During the height of Hazare's crusade, which put corruption at the highest levels of India's polity and bureaucracy in the limelight, the nation saw massive protests joined by people from all walks of life, who made their support for the cause known by sporting hats titled, "I am Anna."
However, support for Hazare has markedly reduced over time, following allegations of autocracy against the core leadership of Hazare’s movement and differences of opinion between key members, mainly regarding his decision to oppose joining electoral politics by forming a party.
Hazare’s former aide and an ex-bureaucrat, Arvind Kejriwal, who parted ways with his mentor in September 2012, launched a political party, named Aam Aadmi Party (Common Man Party), or AAP, in the following month, vowing to transform India’s politics.
Announcing the split, Hazare said during a televised address at the time: “There is nothing wrong with fielding a political party but I will not be a part of it. If they feel they can get a majority, it is a good thing, but they cannot use my photo or my name. The paths have been separated.”
In July, Hazare said he will not support Kejriwal’s political party, and also called for a change in the way elections are held in India, so that the prime minister can be elected directly by the people. In the current system, elected lawmakers belonging to the victorious party or coalition nominate a party member for the prime minister's post.
Although Hazare’s movement and stature has dwindled in recent months, he still remains a popular figure among the Indian diaspora around the world who have voiced their support for him through social media outlets.

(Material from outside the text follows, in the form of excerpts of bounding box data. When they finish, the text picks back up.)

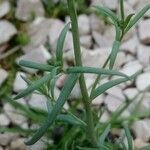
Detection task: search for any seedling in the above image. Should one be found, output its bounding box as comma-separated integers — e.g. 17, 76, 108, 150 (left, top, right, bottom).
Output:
14, 0, 150, 150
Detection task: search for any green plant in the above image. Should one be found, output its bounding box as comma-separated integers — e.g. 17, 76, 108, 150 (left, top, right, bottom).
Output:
14, 0, 150, 150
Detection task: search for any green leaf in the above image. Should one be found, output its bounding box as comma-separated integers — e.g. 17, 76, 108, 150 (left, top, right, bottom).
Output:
125, 4, 150, 33
124, 124, 133, 150
98, 124, 111, 147
66, 67, 129, 78
109, 41, 120, 69
140, 145, 150, 150
56, 22, 70, 64
26, 74, 79, 145
57, 114, 87, 127
14, 73, 51, 100
94, 6, 118, 24
19, 60, 54, 72
90, 71, 141, 100
50, 68, 58, 100
124, 14, 135, 28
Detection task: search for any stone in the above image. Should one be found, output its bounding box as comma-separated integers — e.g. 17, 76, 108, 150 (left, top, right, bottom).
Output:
123, 88, 139, 100
132, 119, 150, 142
22, 17, 54, 53
99, 111, 110, 123
104, 95, 123, 112
134, 138, 149, 149
89, 14, 105, 34
107, 86, 124, 100
120, 60, 143, 76
15, 0, 44, 21
13, 72, 27, 92
78, 14, 90, 35
48, 19, 73, 53
10, 138, 26, 150
0, 20, 17, 45
92, 95, 104, 106
120, 36, 139, 55
0, 0, 10, 18
92, 31, 113, 47
0, 114, 10, 127
0, 133, 17, 146
138, 19, 150, 44
28, 94, 47, 110
135, 0, 150, 17
136, 73, 150, 91
17, 45, 52, 73
80, 35, 92, 49
4, 103, 27, 126
137, 45, 150, 67
0, 68, 8, 86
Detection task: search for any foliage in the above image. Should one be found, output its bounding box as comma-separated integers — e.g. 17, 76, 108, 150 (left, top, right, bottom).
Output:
9, 0, 150, 150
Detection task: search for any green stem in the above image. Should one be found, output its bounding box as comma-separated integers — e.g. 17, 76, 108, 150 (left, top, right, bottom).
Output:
67, 0, 97, 146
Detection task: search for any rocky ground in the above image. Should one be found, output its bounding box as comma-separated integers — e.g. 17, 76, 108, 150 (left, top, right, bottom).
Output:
0, 0, 150, 150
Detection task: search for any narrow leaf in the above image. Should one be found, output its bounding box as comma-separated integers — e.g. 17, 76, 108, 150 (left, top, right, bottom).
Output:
66, 67, 129, 78
98, 124, 111, 146
14, 73, 51, 100
124, 124, 133, 150
56, 22, 70, 64
124, 14, 135, 28
19, 60, 54, 72
26, 74, 78, 145
109, 41, 120, 69
90, 71, 141, 100
125, 4, 150, 33
94, 6, 118, 24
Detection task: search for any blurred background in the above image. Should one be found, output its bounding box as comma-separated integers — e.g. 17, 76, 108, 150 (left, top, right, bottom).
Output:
0, 0, 150, 150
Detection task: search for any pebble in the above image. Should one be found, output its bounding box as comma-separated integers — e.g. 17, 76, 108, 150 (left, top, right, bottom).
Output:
0, 133, 17, 146
15, 0, 45, 21
10, 138, 26, 150
137, 45, 150, 67
4, 103, 27, 126
132, 119, 150, 142
120, 60, 143, 76
22, 17, 53, 53
136, 73, 150, 91
0, 0, 10, 18
120, 36, 139, 55
17, 45, 51, 73
80, 35, 92, 49
134, 138, 149, 149
89, 14, 105, 34
28, 94, 47, 110
138, 19, 150, 44
0, 114, 10, 127
0, 68, 8, 86
13, 72, 27, 92
0, 20, 17, 45
78, 14, 90, 35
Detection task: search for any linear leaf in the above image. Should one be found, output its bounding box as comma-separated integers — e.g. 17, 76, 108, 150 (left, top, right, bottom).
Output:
125, 4, 150, 33
124, 124, 133, 150
90, 71, 141, 100
14, 73, 51, 100
66, 67, 129, 78
98, 124, 111, 146
26, 74, 78, 145
109, 41, 120, 69
19, 60, 54, 72
57, 114, 86, 127
124, 14, 135, 28
94, 6, 118, 24
56, 22, 70, 64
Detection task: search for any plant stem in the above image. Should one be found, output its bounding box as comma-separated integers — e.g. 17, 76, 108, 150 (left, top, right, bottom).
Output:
67, 0, 96, 146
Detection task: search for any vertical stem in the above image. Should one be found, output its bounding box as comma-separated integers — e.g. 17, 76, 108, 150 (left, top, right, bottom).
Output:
67, 0, 96, 146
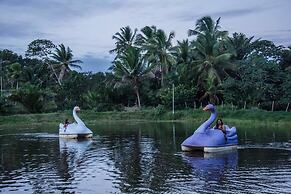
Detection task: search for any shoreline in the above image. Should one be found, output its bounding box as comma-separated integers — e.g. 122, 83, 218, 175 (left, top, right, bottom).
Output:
0, 109, 291, 129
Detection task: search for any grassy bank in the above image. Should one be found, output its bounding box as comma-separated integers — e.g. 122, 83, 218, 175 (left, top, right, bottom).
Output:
0, 108, 291, 126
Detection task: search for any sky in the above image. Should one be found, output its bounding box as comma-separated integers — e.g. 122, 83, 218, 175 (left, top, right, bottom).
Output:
0, 0, 291, 72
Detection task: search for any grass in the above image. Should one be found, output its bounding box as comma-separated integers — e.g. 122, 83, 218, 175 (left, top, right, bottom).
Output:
0, 107, 291, 126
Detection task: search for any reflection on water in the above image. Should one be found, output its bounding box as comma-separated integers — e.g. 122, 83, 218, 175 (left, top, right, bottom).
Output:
183, 150, 238, 182
0, 122, 291, 193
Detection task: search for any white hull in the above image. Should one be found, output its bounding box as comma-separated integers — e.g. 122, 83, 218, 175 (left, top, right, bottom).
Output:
59, 133, 93, 139
181, 145, 237, 153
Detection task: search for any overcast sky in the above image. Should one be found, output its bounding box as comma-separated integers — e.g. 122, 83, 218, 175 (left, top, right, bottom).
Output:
0, 0, 291, 72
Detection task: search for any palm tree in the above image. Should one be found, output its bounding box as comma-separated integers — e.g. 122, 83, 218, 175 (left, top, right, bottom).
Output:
282, 45, 291, 71
188, 16, 235, 89
9, 62, 22, 90
52, 44, 82, 85
110, 46, 152, 108
137, 26, 176, 87
227, 32, 254, 60
109, 26, 137, 55
174, 39, 194, 83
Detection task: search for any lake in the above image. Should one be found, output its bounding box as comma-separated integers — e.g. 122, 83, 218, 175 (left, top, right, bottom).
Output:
0, 122, 291, 193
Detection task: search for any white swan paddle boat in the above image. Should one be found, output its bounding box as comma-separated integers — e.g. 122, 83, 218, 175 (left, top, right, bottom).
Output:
59, 106, 93, 138
181, 104, 238, 152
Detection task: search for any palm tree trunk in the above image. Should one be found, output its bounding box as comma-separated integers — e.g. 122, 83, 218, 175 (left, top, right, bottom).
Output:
47, 63, 62, 86
160, 65, 164, 87
58, 65, 66, 84
134, 85, 140, 108
1, 76, 3, 94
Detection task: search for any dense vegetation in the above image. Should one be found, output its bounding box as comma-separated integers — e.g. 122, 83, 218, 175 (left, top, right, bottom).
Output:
0, 16, 291, 114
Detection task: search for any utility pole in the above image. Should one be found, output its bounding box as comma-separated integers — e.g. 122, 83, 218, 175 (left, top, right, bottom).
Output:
172, 84, 175, 115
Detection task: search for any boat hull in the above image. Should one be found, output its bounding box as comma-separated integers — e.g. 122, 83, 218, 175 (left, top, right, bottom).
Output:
181, 145, 237, 153
59, 133, 93, 139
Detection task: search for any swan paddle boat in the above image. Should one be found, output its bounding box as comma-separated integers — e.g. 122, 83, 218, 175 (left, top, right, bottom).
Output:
59, 106, 93, 138
181, 104, 238, 152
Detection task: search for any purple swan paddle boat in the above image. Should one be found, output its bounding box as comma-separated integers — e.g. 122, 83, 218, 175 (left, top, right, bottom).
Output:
181, 104, 238, 152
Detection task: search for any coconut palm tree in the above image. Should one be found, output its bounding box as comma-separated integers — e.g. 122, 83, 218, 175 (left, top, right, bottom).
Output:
281, 45, 291, 71
52, 44, 82, 85
227, 32, 254, 60
188, 16, 235, 88
9, 62, 22, 90
110, 46, 152, 108
174, 39, 194, 83
137, 26, 176, 87
109, 26, 137, 55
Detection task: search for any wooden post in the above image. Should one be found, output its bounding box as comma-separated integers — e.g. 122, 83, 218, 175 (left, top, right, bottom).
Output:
172, 84, 175, 115
286, 102, 290, 112
1, 76, 3, 94
258, 103, 261, 109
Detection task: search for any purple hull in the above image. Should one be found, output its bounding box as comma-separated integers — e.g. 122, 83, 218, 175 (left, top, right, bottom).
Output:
181, 105, 238, 151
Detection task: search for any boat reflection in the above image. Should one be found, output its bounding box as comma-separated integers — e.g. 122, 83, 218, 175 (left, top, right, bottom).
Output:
183, 150, 238, 182
59, 138, 93, 180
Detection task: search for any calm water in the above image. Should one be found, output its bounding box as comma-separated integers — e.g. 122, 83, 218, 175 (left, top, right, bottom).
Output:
0, 122, 291, 193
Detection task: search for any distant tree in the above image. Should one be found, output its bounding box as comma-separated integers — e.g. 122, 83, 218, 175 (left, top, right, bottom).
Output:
109, 26, 137, 55
227, 32, 254, 60
25, 39, 58, 84
137, 26, 176, 87
25, 39, 56, 59
10, 83, 52, 113
111, 47, 152, 108
52, 44, 82, 85
281, 45, 291, 71
9, 62, 23, 90
188, 16, 235, 102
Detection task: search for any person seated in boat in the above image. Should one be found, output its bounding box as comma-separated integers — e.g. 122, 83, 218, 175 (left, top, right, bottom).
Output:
214, 119, 226, 140
64, 119, 70, 129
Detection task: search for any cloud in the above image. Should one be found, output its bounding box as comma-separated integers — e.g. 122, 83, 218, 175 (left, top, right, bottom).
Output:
80, 55, 113, 73
0, 0, 291, 71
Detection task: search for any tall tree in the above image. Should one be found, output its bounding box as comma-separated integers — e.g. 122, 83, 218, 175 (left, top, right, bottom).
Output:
52, 44, 82, 85
25, 39, 59, 83
188, 16, 235, 101
227, 32, 254, 60
281, 45, 291, 71
111, 47, 152, 108
137, 26, 176, 87
109, 26, 137, 55
175, 39, 194, 85
9, 62, 23, 90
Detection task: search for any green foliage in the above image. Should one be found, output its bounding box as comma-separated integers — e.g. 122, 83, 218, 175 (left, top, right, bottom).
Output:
158, 85, 197, 108
223, 55, 284, 107
25, 39, 56, 59
10, 84, 53, 113
0, 16, 291, 115
0, 94, 12, 115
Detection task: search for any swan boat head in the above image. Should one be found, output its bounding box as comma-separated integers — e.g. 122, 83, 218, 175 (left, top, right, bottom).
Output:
59, 106, 93, 138
181, 104, 237, 151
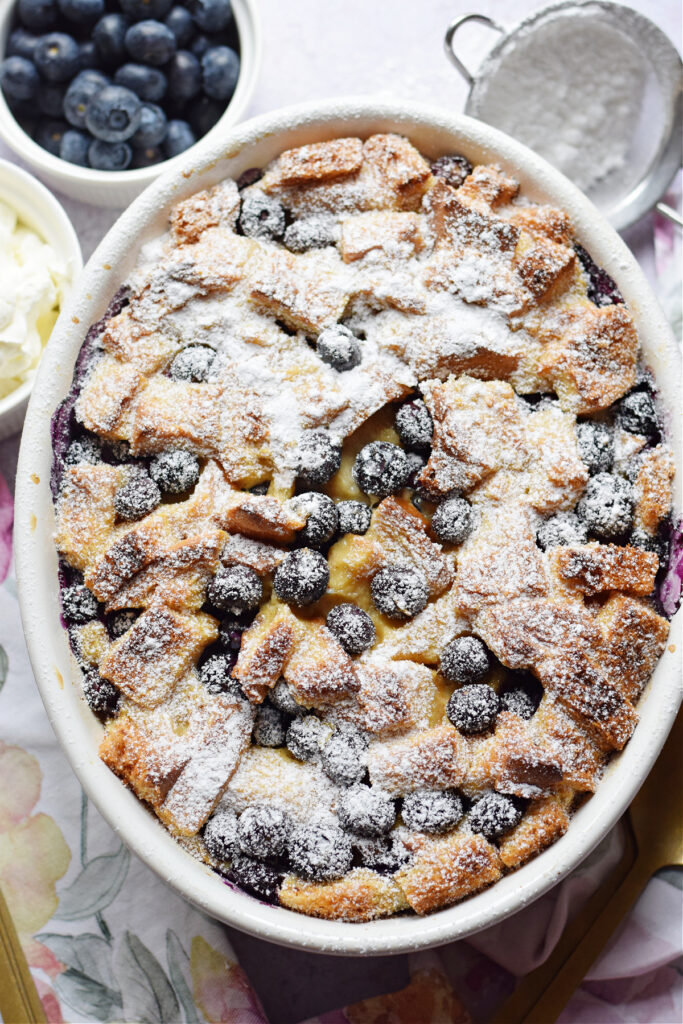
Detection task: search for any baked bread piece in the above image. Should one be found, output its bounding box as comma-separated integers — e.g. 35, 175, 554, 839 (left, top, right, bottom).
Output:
54, 133, 674, 923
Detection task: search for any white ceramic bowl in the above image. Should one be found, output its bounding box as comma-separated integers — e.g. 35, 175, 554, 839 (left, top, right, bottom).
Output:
0, 160, 83, 440
0, 0, 261, 209
15, 100, 682, 954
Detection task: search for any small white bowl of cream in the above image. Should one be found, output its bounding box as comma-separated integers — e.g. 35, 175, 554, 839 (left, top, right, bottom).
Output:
0, 160, 83, 439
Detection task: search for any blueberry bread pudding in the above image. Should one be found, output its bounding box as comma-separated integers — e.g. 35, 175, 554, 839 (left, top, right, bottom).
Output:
53, 134, 673, 921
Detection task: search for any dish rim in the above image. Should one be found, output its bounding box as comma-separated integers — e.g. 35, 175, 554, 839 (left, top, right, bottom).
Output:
14, 98, 683, 955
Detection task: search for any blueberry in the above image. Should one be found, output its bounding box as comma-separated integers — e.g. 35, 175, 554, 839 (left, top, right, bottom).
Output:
169, 345, 216, 384
536, 512, 588, 551
36, 82, 67, 118
230, 853, 280, 900
150, 449, 200, 495
61, 584, 99, 625
337, 784, 396, 839
57, 0, 104, 26
577, 420, 614, 473
284, 214, 337, 253
191, 0, 232, 34
272, 548, 330, 608
574, 244, 624, 306
16, 0, 59, 32
130, 145, 166, 167
164, 6, 195, 46
34, 32, 81, 82
394, 398, 434, 453
164, 120, 197, 160
352, 441, 410, 498
166, 50, 202, 99
187, 96, 225, 138
36, 118, 70, 157
240, 191, 285, 241
5, 28, 38, 61
337, 501, 373, 536
88, 138, 133, 171
618, 391, 659, 438
431, 154, 472, 188
126, 18, 175, 68
499, 673, 543, 719
109, 608, 137, 640
432, 498, 474, 544
321, 725, 368, 785
116, 471, 161, 519
92, 13, 130, 68
202, 46, 240, 99
119, 0, 173, 22
199, 654, 243, 696
326, 603, 377, 656
577, 473, 634, 541
287, 715, 326, 761
59, 128, 92, 167
400, 790, 463, 836
63, 70, 110, 128
268, 679, 305, 715
441, 637, 490, 685
290, 490, 339, 548
288, 824, 353, 882
65, 432, 102, 466
253, 705, 288, 746
315, 324, 362, 374
297, 430, 341, 486
206, 565, 263, 615
371, 565, 429, 621
0, 56, 40, 99
114, 63, 168, 103
202, 808, 238, 860
467, 793, 522, 842
238, 804, 290, 859
445, 683, 500, 736
83, 669, 121, 718
85, 85, 142, 143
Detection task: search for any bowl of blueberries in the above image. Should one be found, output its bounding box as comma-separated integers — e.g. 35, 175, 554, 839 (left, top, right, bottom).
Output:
0, 0, 260, 207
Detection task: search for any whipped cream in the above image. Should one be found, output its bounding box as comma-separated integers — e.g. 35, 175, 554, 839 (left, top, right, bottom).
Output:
0, 200, 68, 398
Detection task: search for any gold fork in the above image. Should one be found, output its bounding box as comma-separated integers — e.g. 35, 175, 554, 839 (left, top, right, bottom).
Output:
490, 712, 683, 1024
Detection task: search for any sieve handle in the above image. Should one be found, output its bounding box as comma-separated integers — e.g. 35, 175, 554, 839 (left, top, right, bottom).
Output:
443, 14, 505, 85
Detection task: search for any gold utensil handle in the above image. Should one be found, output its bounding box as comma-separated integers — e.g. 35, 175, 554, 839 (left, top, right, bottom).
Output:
0, 889, 46, 1024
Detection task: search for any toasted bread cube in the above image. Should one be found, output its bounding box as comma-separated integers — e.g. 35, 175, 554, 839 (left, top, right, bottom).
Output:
76, 355, 147, 439
537, 650, 638, 751
99, 307, 180, 374
598, 594, 669, 700
368, 723, 468, 797
548, 544, 659, 597
283, 620, 360, 707
232, 597, 301, 701
99, 605, 218, 708
158, 698, 254, 836
279, 867, 409, 921
455, 505, 547, 614
170, 178, 240, 245
418, 376, 527, 497
225, 495, 306, 544
129, 377, 222, 458
362, 134, 431, 210
339, 210, 424, 263
262, 138, 362, 191
55, 463, 125, 571
394, 833, 503, 913
250, 249, 348, 334
539, 304, 638, 415
635, 444, 676, 535
499, 797, 569, 867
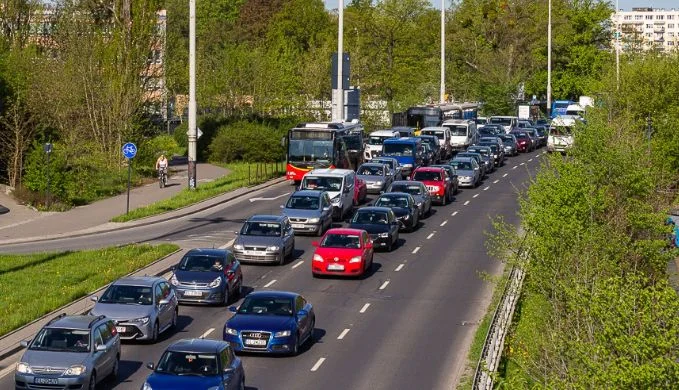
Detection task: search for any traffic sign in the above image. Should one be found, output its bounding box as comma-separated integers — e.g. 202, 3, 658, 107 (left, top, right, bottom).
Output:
123, 142, 137, 159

Hazare, according to his website, served for 15 years in the Indian army before becoming an activist. He has been credited with working toward social causes ranging from sustainable development, rural employment, forest conservation and right to information.
And, on the website is a quote attributed to Hazare saying: "The dream of India as a strong nation will not be realised without self-reliant, self-sufficient villages, this can be achieved only through social commitment & involvement of the common man."